Naloxone, known as Narcan, is “a crucial response for individuals experiencing overdose from substances like fentanyl, and temporarily reverses the effects of an overdose in emergency scenarios,” a news release from LAUSD explains.
“We have an urgent crisis on our hands,” Superintendent Carvalho said. “Research shows that the availability of naloxone along with overdose education is effective at decreasing overdoses and death–and will save lives. We will do everything in our power to ensure that not another student in our community is a victim to the growing opioid epidemic. Keeping students safe and healthy remains our highest priority.”
LAUSD Superintendent Alberto Carvalho and several medical leaders at Bernstein High School have been meeting over the last week.
After several overdoses that happened at this high school and neighboring schools in Hollywood, trying to figure out how to educate kids and prevent incidents like the one that happened last week.
“The District has no higher calling than the safety of its students,” Student Board Member Nathaniel Shin said. “I am grateful for the support of the Los Angeles County Department of Public Health, The Los Angeles Trust for Children’s Health, Children’s Hospital Los Angeles and the Los Angeles Unified team for providing this tool to protect student health. I am also thankful for the staff who will train in its use. Narcan saves lives. I look forward to continued collaboration with the community to help students make healthy choices and get the support they need.”

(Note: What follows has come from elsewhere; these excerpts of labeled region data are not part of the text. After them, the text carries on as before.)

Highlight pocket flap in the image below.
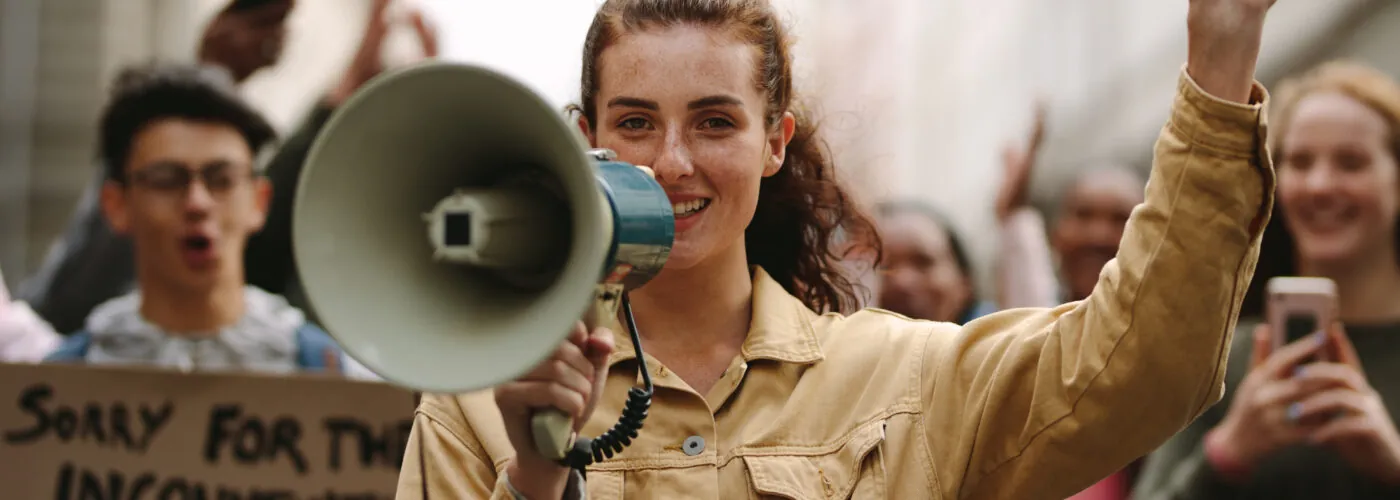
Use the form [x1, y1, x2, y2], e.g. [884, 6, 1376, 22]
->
[743, 422, 885, 500]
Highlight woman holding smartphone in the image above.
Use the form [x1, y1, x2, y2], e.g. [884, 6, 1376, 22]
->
[1134, 63, 1400, 500]
[399, 0, 1274, 500]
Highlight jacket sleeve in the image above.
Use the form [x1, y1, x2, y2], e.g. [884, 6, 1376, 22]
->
[920, 70, 1274, 499]
[17, 169, 136, 332]
[395, 395, 588, 500]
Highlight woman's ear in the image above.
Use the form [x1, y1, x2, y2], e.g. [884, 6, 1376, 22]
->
[763, 111, 797, 176]
[578, 113, 598, 147]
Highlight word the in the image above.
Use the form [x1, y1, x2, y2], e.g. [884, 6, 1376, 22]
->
[325, 417, 413, 471]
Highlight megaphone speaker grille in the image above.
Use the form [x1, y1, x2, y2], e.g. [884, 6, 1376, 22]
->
[293, 62, 612, 392]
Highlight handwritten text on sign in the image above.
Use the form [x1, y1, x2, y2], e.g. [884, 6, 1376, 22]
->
[0, 364, 413, 500]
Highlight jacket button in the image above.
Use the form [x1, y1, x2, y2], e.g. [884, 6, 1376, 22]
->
[680, 436, 704, 457]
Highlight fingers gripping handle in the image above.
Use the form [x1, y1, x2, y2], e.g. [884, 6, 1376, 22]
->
[531, 284, 622, 461]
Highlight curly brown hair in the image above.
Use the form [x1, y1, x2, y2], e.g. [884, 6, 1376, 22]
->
[578, 0, 879, 312]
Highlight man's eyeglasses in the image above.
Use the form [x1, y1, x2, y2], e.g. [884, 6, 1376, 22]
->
[130, 162, 255, 195]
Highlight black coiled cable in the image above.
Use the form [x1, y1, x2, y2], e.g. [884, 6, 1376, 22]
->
[561, 293, 652, 473]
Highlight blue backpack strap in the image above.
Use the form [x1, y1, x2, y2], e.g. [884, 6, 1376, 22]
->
[297, 324, 344, 371]
[43, 331, 92, 363]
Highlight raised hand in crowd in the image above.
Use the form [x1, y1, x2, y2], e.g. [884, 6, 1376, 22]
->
[995, 101, 1061, 310]
[326, 0, 438, 105]
[245, 0, 438, 309]
[997, 101, 1049, 221]
[197, 0, 295, 83]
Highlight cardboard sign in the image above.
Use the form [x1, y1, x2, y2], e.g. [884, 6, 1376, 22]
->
[0, 364, 413, 500]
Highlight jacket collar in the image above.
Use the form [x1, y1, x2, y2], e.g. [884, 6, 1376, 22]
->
[608, 266, 825, 364]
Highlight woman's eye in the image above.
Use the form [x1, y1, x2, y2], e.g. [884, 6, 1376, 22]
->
[617, 118, 648, 130]
[700, 118, 734, 129]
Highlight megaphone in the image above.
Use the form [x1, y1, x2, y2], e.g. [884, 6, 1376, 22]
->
[293, 62, 675, 464]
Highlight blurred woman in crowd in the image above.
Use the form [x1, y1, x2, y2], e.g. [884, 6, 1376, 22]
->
[876, 106, 1060, 324]
[0, 264, 62, 363]
[878, 202, 995, 324]
[398, 0, 1273, 500]
[1134, 63, 1400, 500]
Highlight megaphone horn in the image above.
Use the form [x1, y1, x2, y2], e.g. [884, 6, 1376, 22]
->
[293, 62, 675, 466]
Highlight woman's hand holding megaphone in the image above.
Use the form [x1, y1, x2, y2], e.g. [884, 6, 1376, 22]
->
[496, 321, 613, 499]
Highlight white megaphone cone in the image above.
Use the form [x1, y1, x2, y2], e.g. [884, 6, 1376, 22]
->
[293, 62, 675, 465]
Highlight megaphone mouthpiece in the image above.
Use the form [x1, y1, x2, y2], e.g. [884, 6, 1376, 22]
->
[427, 185, 571, 272]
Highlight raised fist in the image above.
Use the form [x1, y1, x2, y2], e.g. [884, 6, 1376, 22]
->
[1186, 0, 1275, 104]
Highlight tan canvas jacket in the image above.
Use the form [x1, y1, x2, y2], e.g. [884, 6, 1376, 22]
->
[398, 71, 1274, 500]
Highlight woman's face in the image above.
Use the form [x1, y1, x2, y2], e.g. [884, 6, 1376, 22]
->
[1278, 92, 1400, 263]
[580, 25, 792, 269]
[879, 213, 973, 322]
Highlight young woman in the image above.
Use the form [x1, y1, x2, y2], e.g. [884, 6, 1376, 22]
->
[1135, 63, 1400, 500]
[399, 0, 1273, 500]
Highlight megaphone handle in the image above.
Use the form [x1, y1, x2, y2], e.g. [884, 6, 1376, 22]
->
[529, 283, 623, 461]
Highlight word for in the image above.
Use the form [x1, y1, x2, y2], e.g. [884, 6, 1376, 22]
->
[53, 464, 393, 500]
[4, 384, 175, 452]
[203, 405, 413, 475]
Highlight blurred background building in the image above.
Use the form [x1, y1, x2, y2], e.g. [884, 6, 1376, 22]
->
[0, 0, 1400, 294]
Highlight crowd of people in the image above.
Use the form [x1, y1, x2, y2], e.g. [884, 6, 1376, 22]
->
[8, 0, 1400, 500]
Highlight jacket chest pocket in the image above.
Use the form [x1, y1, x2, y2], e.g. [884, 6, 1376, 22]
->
[743, 422, 886, 500]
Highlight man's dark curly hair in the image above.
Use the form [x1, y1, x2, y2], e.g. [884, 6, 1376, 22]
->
[98, 63, 277, 182]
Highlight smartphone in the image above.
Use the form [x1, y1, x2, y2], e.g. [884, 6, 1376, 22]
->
[1264, 276, 1337, 357]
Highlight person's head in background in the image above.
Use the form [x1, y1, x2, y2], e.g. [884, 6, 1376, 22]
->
[99, 64, 274, 323]
[578, 0, 871, 311]
[1245, 62, 1400, 321]
[876, 200, 977, 322]
[1050, 167, 1145, 300]
[197, 0, 295, 83]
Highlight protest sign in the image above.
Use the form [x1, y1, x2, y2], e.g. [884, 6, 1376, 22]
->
[0, 364, 413, 500]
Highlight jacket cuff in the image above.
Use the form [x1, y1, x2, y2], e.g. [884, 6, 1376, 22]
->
[1172, 66, 1268, 158]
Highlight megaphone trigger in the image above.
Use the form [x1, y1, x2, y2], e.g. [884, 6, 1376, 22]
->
[531, 283, 624, 461]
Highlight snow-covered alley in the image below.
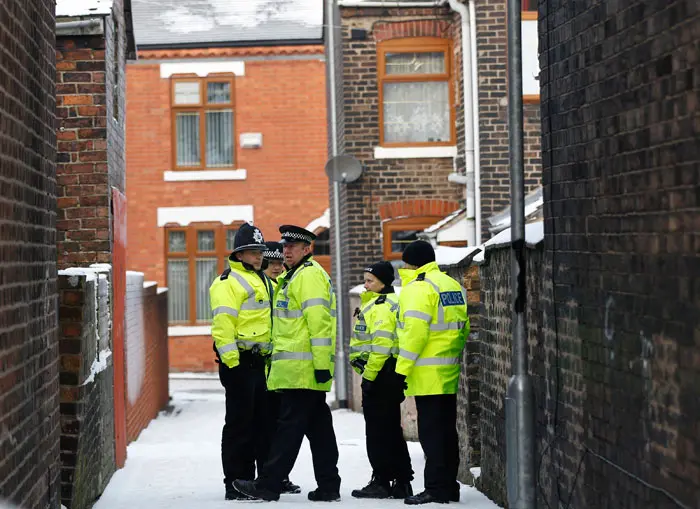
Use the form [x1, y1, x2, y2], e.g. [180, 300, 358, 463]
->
[94, 376, 498, 509]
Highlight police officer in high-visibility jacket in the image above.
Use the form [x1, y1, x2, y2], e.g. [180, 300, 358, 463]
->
[234, 225, 340, 502]
[263, 242, 286, 289]
[263, 241, 301, 493]
[396, 240, 469, 505]
[209, 224, 272, 500]
[350, 262, 413, 499]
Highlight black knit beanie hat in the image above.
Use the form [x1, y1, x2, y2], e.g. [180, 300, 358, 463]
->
[401, 240, 435, 267]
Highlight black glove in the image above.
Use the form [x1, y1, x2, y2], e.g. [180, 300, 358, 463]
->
[314, 369, 333, 384]
[395, 373, 408, 391]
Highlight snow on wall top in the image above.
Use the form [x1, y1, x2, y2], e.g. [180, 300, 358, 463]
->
[132, 0, 323, 46]
[56, 0, 112, 18]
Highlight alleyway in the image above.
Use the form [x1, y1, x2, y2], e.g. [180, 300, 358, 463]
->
[94, 379, 497, 509]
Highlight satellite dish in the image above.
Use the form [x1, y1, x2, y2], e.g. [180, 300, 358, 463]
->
[326, 155, 362, 183]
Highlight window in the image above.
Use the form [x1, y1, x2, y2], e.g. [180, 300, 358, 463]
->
[522, 0, 537, 20]
[312, 228, 331, 274]
[172, 77, 235, 170]
[378, 37, 455, 147]
[165, 225, 238, 325]
[384, 216, 443, 260]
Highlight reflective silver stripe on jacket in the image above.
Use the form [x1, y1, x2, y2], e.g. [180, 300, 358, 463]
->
[403, 311, 433, 323]
[211, 306, 238, 316]
[272, 352, 314, 361]
[372, 330, 396, 340]
[301, 297, 331, 309]
[272, 308, 304, 318]
[216, 343, 238, 355]
[416, 357, 459, 366]
[399, 348, 418, 361]
[353, 332, 372, 341]
[350, 345, 372, 353]
[241, 300, 270, 311]
[430, 322, 466, 330]
[236, 339, 272, 350]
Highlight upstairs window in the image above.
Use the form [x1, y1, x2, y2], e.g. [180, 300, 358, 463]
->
[377, 37, 456, 147]
[172, 77, 235, 170]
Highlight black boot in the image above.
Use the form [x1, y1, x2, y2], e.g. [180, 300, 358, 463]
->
[309, 488, 340, 502]
[282, 478, 301, 494]
[403, 491, 450, 505]
[226, 486, 250, 500]
[389, 481, 413, 499]
[233, 479, 280, 502]
[350, 475, 392, 498]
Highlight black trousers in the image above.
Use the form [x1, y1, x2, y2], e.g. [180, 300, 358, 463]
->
[416, 394, 459, 498]
[219, 352, 270, 486]
[258, 389, 340, 493]
[362, 359, 413, 483]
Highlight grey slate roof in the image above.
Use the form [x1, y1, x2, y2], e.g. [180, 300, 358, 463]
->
[132, 0, 323, 47]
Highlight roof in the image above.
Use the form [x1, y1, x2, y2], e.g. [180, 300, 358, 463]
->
[56, 0, 113, 18]
[133, 0, 323, 48]
[488, 187, 544, 233]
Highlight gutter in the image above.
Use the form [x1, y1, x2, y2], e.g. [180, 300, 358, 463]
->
[338, 0, 447, 7]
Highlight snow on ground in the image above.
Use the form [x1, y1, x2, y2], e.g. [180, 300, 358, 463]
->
[94, 377, 498, 509]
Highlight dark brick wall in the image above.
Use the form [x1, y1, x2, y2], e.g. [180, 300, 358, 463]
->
[58, 274, 116, 509]
[476, 0, 541, 233]
[0, 0, 60, 509]
[56, 0, 126, 268]
[539, 0, 700, 509]
[481, 0, 700, 509]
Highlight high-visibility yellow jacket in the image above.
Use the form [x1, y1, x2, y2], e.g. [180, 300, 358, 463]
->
[209, 260, 272, 368]
[350, 291, 399, 381]
[396, 262, 469, 396]
[267, 257, 335, 392]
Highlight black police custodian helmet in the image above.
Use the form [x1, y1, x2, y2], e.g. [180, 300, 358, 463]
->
[263, 242, 284, 262]
[280, 224, 316, 244]
[233, 223, 267, 253]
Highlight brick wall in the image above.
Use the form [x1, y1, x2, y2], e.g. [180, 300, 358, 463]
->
[341, 8, 464, 286]
[126, 272, 169, 442]
[0, 0, 60, 509]
[127, 46, 328, 286]
[476, 0, 541, 233]
[539, 0, 700, 509]
[56, 0, 126, 268]
[58, 271, 116, 509]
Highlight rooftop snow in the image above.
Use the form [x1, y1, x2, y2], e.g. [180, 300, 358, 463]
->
[56, 0, 112, 18]
[132, 0, 323, 46]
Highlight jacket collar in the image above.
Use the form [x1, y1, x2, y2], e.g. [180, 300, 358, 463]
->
[399, 262, 440, 286]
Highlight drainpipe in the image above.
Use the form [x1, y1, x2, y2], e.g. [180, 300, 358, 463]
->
[469, 0, 481, 246]
[448, 0, 480, 246]
[326, 0, 348, 408]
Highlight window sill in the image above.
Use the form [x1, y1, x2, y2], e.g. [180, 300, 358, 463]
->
[374, 146, 457, 159]
[168, 325, 211, 337]
[163, 170, 248, 182]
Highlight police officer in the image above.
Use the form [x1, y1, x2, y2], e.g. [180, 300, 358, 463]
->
[350, 262, 413, 499]
[396, 240, 469, 505]
[234, 225, 340, 501]
[263, 242, 286, 289]
[263, 241, 301, 493]
[209, 224, 272, 500]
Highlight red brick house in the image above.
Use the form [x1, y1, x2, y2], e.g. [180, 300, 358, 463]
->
[329, 0, 540, 290]
[126, 0, 330, 371]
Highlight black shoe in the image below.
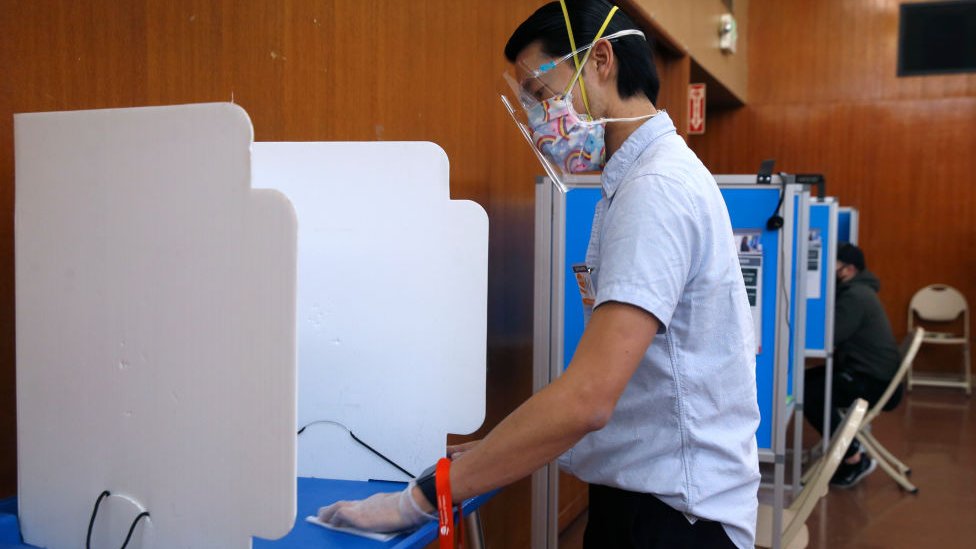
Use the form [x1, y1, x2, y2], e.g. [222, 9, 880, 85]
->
[830, 455, 878, 488]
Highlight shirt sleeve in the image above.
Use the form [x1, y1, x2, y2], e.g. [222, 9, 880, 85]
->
[594, 175, 701, 332]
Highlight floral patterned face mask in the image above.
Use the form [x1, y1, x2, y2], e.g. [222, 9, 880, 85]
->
[526, 90, 606, 173]
[502, 21, 651, 184]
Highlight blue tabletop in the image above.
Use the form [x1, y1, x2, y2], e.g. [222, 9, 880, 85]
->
[0, 478, 494, 549]
[253, 478, 493, 549]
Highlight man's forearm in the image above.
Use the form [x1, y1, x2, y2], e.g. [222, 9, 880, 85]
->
[451, 372, 602, 501]
[416, 303, 658, 508]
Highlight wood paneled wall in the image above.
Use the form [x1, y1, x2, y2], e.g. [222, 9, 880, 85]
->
[0, 0, 688, 547]
[690, 0, 976, 372]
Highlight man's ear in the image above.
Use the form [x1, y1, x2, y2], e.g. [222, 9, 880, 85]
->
[587, 40, 617, 83]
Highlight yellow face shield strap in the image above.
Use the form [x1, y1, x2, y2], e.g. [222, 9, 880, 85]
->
[559, 0, 619, 118]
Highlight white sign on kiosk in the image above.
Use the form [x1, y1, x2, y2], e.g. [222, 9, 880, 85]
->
[733, 230, 762, 355]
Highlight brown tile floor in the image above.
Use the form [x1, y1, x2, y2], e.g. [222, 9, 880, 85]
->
[560, 388, 976, 549]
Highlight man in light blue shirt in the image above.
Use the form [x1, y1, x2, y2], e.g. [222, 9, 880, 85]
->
[319, 0, 759, 549]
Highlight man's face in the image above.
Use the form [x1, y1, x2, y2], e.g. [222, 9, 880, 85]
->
[837, 261, 857, 282]
[515, 41, 590, 113]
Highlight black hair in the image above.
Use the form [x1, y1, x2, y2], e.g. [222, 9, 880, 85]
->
[505, 0, 661, 103]
[837, 242, 866, 272]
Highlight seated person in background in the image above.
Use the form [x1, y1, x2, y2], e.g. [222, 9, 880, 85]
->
[803, 242, 901, 488]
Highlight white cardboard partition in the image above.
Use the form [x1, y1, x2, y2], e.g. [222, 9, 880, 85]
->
[15, 104, 296, 549]
[253, 142, 488, 480]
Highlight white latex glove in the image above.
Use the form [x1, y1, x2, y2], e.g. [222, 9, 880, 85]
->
[319, 482, 437, 532]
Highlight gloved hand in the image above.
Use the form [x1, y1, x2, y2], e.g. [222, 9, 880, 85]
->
[319, 482, 437, 533]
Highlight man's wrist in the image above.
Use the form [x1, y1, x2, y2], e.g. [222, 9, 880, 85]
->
[416, 467, 437, 509]
[410, 485, 437, 515]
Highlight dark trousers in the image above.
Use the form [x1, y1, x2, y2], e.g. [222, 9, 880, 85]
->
[803, 366, 900, 458]
[583, 484, 735, 549]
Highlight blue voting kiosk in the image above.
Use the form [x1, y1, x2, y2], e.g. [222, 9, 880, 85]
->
[795, 197, 850, 460]
[533, 175, 810, 547]
[837, 206, 860, 245]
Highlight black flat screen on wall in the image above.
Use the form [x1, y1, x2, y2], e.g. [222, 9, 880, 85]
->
[898, 0, 976, 76]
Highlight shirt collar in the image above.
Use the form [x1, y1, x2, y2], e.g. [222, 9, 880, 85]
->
[600, 111, 676, 198]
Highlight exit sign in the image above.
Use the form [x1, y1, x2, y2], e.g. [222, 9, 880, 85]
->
[688, 84, 705, 135]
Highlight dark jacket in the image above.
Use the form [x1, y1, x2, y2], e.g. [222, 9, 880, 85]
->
[834, 271, 898, 383]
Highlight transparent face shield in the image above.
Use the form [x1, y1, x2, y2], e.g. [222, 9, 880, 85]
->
[501, 29, 647, 186]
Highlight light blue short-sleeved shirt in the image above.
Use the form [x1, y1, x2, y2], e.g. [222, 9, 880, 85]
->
[560, 112, 759, 548]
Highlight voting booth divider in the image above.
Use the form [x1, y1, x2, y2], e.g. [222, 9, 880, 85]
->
[532, 175, 810, 548]
[15, 104, 496, 549]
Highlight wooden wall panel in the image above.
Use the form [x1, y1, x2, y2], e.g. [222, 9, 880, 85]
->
[691, 0, 976, 372]
[0, 0, 564, 547]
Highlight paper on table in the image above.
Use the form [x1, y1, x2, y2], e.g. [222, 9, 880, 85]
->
[305, 515, 397, 541]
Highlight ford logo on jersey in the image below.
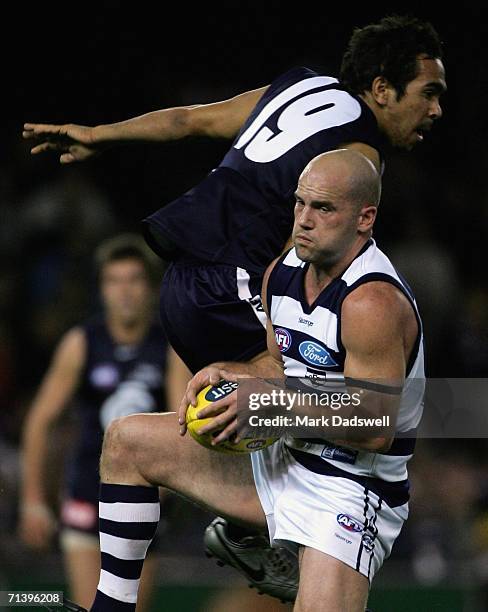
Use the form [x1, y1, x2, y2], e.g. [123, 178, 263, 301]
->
[337, 514, 363, 533]
[275, 327, 291, 353]
[298, 340, 337, 366]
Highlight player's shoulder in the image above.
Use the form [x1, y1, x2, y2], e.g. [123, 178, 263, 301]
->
[342, 280, 414, 322]
[265, 66, 337, 95]
[56, 325, 87, 365]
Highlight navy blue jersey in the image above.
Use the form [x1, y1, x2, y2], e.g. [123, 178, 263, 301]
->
[145, 68, 383, 273]
[67, 317, 167, 501]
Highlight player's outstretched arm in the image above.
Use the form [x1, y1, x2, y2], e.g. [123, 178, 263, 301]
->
[22, 87, 266, 164]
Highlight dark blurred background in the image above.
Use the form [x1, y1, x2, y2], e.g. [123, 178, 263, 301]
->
[0, 2, 488, 612]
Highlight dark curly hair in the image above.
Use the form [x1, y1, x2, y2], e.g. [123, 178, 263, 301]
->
[340, 15, 442, 99]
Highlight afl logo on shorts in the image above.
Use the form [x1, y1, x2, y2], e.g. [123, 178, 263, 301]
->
[275, 327, 291, 353]
[337, 514, 363, 533]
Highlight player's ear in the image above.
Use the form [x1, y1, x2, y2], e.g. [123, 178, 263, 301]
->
[371, 76, 392, 106]
[358, 205, 378, 234]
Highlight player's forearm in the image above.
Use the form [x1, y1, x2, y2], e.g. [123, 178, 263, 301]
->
[20, 420, 48, 505]
[93, 107, 198, 146]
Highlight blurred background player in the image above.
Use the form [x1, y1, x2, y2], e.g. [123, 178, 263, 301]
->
[20, 234, 188, 610]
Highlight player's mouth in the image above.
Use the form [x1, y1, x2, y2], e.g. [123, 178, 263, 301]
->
[295, 234, 312, 244]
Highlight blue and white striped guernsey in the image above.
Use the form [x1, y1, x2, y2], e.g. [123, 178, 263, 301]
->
[267, 239, 425, 506]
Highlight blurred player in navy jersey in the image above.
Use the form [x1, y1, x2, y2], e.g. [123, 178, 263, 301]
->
[20, 234, 188, 610]
[23, 17, 446, 598]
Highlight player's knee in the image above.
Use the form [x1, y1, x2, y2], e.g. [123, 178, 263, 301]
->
[102, 415, 141, 463]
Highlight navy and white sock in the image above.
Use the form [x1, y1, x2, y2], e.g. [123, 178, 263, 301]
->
[91, 483, 159, 612]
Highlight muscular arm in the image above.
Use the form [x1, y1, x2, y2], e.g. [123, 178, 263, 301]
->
[22, 87, 267, 164]
[20, 328, 86, 546]
[336, 282, 418, 452]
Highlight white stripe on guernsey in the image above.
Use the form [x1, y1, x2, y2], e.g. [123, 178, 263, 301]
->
[271, 295, 339, 351]
[236, 268, 266, 329]
[100, 531, 151, 561]
[98, 570, 139, 604]
[234, 76, 338, 149]
[237, 268, 252, 300]
[98, 502, 160, 523]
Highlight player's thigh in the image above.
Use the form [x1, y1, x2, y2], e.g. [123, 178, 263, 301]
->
[112, 413, 265, 526]
[294, 546, 369, 612]
[61, 529, 100, 610]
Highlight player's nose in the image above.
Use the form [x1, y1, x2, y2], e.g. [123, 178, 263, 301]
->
[429, 99, 442, 121]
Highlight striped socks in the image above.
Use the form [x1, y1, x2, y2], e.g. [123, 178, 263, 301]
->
[91, 483, 159, 612]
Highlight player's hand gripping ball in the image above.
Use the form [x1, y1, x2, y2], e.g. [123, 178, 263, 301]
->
[186, 380, 277, 455]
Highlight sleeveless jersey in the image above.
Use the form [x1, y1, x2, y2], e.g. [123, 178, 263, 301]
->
[67, 317, 167, 501]
[144, 68, 384, 273]
[267, 239, 425, 505]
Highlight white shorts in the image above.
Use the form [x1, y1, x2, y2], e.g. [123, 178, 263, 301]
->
[251, 440, 408, 582]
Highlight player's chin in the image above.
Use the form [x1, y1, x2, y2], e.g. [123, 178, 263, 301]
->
[295, 242, 312, 261]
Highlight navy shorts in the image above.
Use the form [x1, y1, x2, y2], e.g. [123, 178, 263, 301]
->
[160, 261, 266, 373]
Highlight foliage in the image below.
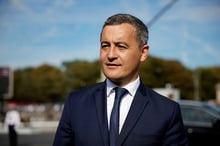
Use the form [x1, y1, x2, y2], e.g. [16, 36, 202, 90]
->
[11, 56, 220, 102]
[197, 67, 220, 100]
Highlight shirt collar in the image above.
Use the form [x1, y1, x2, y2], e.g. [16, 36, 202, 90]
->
[106, 76, 140, 97]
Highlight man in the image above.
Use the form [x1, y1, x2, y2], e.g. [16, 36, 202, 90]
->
[53, 14, 188, 146]
[5, 103, 21, 146]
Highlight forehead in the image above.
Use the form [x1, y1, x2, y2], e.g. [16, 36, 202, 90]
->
[101, 23, 136, 40]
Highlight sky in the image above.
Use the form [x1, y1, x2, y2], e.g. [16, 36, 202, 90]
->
[0, 0, 220, 69]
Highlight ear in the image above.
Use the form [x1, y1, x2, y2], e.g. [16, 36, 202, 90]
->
[140, 45, 150, 62]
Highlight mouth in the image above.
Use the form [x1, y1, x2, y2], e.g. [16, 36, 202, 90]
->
[106, 63, 120, 68]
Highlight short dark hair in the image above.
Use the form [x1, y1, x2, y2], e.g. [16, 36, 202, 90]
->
[101, 13, 148, 46]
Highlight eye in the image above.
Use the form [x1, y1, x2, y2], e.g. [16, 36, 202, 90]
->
[101, 43, 109, 49]
[117, 43, 128, 49]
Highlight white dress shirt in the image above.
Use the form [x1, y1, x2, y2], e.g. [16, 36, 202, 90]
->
[106, 77, 140, 132]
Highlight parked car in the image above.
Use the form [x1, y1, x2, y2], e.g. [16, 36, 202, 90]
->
[179, 100, 220, 146]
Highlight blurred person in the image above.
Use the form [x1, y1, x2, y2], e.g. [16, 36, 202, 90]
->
[5, 104, 21, 146]
[53, 14, 188, 146]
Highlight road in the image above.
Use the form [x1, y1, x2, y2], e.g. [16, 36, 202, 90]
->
[0, 133, 54, 146]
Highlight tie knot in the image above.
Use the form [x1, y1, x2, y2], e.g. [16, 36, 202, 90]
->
[115, 87, 128, 100]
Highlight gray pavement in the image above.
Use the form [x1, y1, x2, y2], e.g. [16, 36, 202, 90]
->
[0, 121, 58, 146]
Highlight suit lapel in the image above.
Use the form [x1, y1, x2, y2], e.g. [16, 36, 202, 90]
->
[118, 83, 148, 144]
[93, 83, 108, 146]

Melanie Ramos, 15, was found dead in a bathroom at Bernstein High School.
Ramos and her friend both overdosed. Thankfully her friend survived after police say they bought a pill they thought was Percocet, LAPD thinks it was laced with fentanyl.
The CDC says Fentanyl is 50 times stronger than heroin, 100 times stronger than morphine and it takes “the smallest amount” to be dangerous and potentially deadly.
The Coroner’s Office says fentanyl related deaths in LA County have increased by more than 1700% over the last 5 years, from 91 in 2016 to 1,665 deaths in 2021.
Four students overdosed last week in Hollywood schools alone.
Police made a couple of arrests but the focus moving forward is keeping students safe.